SCHOOL TIES

Byline: Janet Ozzard

NEW YORK — Retail is a relatively small world, so it’s not surprising that many of the guests at Thursday night’s benefit for the Fashion Institute of Technology’s Educational Foundation for the Fashion Industries came up through the ranks together.
“Ron Frasch is an old friend of mine, and I would go anywhere to support him,” said Terry Lundgren, now president of Federated Department stores, who met Frasch during their days at Neiman Marcus. Frasch, one of the night’s two honorees, is now chairman and chief executive officer at Neiman’s Bergdorf Goodman division. “He is very detail oriented, and he is totally customer focused,” said Lundgren. “He is always on the selling floor, and he will follow through to get the customer whatever she wants.”
Of the night’s second honoree, Hearst Magazine president Cathleen Black, Lundgren said: “She is so accomplished in so many things. She is a wonderful friend. It’s a real double-header.”
Philip Miller, now chairman of Saks Fifth Avenue, declared he would put on a tuxedo for Frasch any time — provided Frasch returned the favor in kind. “It’s a matter of reciprocity. Ron very nicely is coming to the New York Botanical Garden’s orchid dinner later this month, where I’m hosting,” Miller said, just before bear-hugging Frasch’s boss, Burt Tansky, president and chief operating officer of the Neiman Marcus Group.
“You never call, you never write,” Tansky said accusingly to Miller.
But get a group of retailers together and the old rivalries are bound to show up sooner or later — even among alums.
“I have known Ron Frasch since he was at Neiman Marcus and I was at I. Magnin and let me tell you, he was a fierce competitor when we were after the same lines,” said Burberry’s Rose Marie Bravo. In an era when buyers would do their best to beat each other to a showroom early in the morning, said Bravo, Frasch took another tack: “He went late into the night. So we would arrive at a showroom in the morning thinking we had the account sewn up and find out that Frasch had taken them out the night before. He was my nemesis!”
The annual benefit, held this year at the New York Hilton, had about 800 guests and raised $1 million for the Educational Foundation, which provides financial aid to FIT students.
Dr. Joyce F. Brown, president of FIT, greeted the guests at dinner with a few success stories about students who struggled through school and are now making it in fashion and media.

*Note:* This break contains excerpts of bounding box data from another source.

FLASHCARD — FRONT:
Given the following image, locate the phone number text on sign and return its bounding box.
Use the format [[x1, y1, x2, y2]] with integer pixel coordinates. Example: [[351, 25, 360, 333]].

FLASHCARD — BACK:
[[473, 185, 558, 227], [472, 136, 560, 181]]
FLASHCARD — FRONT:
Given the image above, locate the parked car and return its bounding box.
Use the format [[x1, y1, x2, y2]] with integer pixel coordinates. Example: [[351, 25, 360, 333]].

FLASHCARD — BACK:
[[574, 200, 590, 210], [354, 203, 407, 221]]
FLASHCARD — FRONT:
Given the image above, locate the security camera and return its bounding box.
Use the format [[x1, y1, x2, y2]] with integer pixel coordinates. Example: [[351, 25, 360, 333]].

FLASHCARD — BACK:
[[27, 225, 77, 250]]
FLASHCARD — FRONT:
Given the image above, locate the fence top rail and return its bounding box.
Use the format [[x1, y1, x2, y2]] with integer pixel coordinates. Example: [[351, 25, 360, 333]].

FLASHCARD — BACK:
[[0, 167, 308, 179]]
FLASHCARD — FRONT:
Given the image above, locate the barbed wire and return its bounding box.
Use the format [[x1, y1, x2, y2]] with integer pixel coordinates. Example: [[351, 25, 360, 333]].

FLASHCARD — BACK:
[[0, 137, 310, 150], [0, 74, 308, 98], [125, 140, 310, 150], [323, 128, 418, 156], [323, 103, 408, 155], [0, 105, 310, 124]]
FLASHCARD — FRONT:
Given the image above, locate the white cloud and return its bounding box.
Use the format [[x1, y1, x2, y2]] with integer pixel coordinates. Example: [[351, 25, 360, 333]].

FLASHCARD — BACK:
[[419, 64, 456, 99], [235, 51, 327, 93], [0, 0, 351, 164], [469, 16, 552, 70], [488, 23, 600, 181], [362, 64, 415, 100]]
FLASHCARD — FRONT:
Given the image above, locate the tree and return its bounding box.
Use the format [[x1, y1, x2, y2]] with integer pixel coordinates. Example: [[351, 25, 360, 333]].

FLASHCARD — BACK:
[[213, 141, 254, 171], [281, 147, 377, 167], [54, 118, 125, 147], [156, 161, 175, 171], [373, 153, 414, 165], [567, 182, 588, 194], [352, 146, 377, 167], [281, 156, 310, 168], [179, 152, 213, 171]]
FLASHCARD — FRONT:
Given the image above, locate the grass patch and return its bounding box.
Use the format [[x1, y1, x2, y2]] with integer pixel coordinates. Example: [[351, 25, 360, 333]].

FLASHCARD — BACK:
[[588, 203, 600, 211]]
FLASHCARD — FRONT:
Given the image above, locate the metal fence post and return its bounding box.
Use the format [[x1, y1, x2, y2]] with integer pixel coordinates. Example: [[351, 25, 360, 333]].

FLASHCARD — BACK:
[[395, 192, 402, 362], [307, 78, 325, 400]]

“FIT is the one educational institution in New York City with the most direct impact on New York life,” said Brown during her remarks. “When we see these students’ success, we are yet again reminded of the transforming power of affordable, accessible quality education.”
As he accepted his award, Frasch used industry lingo to let the guests know he appreciated their generosity.
“At a time when retailers are asking for everything under the sun — for markdowns and chargebacks — you have been very, very generous,” he said. Frasch also thanked Tansky for giving him “the best job in the industry,” and closed by mentioning Anne Ball, the industry executive who died Jan. 19, “for inspiring me and for proving to me that you should reach out for your dreams.”